I stumbled upon this Spiced Chickpea and Lamb Stew during a particularly chilly evening. The rich aroma wafting through my kitchen brought a sense of nostalgia as I recalled my travels through Morocco. Cooking this recipe becomes not just a meal, but a journey back to those magical moments filled with laughter and spice.

Why You’ll Love It Too

– Quick and easy to prepare in a pressure cooker. – Packed with robust spices that enhance the natural flavors. – Family-friendly and perfect for gatherings. – Nutrient-dense with a balance of protein and fiber. – Naturally gluten-free and can be tailored for various dietary needs.

Ingredient Notes

This recipe requires 1 cup of cooked chickpeas (canned or homemade), which can be substituted with lentils for a different texture. Use 2 tablespoons of harissa paste for that fiery kick—choose a brand with natural ingredients. For the protein, 1 pound of ground lamb adds rich flavor, but ground beef or turkey works too. Lastly, 1/2 cup of diced tomatoes brings acidity and sweetness, perfect for this dish.

Step-by-Step Instructions

  1. Step 1: In the pressure cooker, heat a drizzle of olive oil and add the ground lamb, browning it for about 5 minutes.
  2. Step 2: Stir in the harissa paste and cook for another 2 minutes to release its flavors.
  3. Step 3: Add the chickpeas and diced tomatoes, then pour in 1 cup of water, scraping the bottom to avoid sticking.
  4. Step 4: Close the lid and set the cooker to high pressure for 10 minutes.
  5. Step 5: Once done, release the pressure, stir, and serve hot, garnished with fresh herbs if desired.

Things I’ve Learned

When working with pressure cookers, ensure the sealing ring is intact to avoid leaks. Leftover stew can be stored in an airtight container in the fridge for up to 3 days or frozen for up to a month. Reheat gently on the stove, adding a splash of water to achieve the desired consistency. This dish can be prepared a day in advance; the flavors meld beautifully overnight.

FAQs

Q: Can I substitute chickpeas?

A: Yes, lentils work well too, but adjust cooking times accordingly

Q: Is this dish spicy?

A: The heat level can be controlled by adjusting the amount of harissa used

Q: What if I don’t have a pressure cooker?

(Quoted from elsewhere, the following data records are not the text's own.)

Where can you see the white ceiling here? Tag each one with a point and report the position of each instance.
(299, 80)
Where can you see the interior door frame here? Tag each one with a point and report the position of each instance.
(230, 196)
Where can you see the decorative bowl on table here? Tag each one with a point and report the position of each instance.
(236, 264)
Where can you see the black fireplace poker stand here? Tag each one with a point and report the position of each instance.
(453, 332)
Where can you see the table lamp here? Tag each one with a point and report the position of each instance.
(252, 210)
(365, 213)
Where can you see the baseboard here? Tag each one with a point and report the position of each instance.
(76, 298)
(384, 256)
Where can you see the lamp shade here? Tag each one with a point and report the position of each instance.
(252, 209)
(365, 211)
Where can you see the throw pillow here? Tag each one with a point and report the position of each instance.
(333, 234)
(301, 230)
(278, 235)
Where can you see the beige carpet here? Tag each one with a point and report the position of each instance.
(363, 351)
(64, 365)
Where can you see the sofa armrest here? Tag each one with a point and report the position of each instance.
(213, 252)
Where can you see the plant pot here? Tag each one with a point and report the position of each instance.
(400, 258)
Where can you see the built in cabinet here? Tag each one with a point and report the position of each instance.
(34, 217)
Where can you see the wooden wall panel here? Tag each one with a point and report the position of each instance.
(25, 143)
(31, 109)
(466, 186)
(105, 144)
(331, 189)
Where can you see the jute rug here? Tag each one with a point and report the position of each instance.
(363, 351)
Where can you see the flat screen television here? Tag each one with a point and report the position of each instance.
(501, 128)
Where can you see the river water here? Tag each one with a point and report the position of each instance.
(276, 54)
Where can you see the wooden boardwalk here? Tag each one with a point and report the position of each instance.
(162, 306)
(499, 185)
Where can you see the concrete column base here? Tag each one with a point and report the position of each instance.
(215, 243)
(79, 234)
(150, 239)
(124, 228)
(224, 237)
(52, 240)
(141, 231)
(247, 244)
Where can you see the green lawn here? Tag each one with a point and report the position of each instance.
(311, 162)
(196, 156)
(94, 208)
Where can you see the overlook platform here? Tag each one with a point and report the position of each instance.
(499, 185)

A: You can simmer the stew in a regular pot for about 30-40 minutes until the lamb is tender

Q: How do I store leftovers?

A: Store in an airtight container and refrigerate for up to 3 days or freeze for longer freshness

Four-Ingredient Spiced Chickpea and Lamb Stew

Prep Time: 5 minutes
Cook Time: 15 minutes
Total Time: 20 minutes
Servings: 4

Ingredients

  • 1 cup cooked chickpeas
  • 2 tablespoons harissa paste
  • 1 pound ground lamb
  • 1/2 cup diced tomatoes

Instructions

  1. In the pressure cooker, heat a drizzle of olive oil and add the ground lamb, browning it for about 5 minutes.
  2. Stir in the harissa paste and cook for another 2 minutes to release its flavors.
  3. Add the chickpeas and diced tomatoes, then pour in 1 cup of water, scraping the bottom to avoid sticking.
  4. Close the lid and set the cooker to high pressure for 10 minutes.
  5. Once done, release the pressure, stir, and serve hot, garnished with fresh herbs if desired.

This recipe has become a go-to favorite in my kitchen, and I hope it brings as much joy to your table as it does to mine!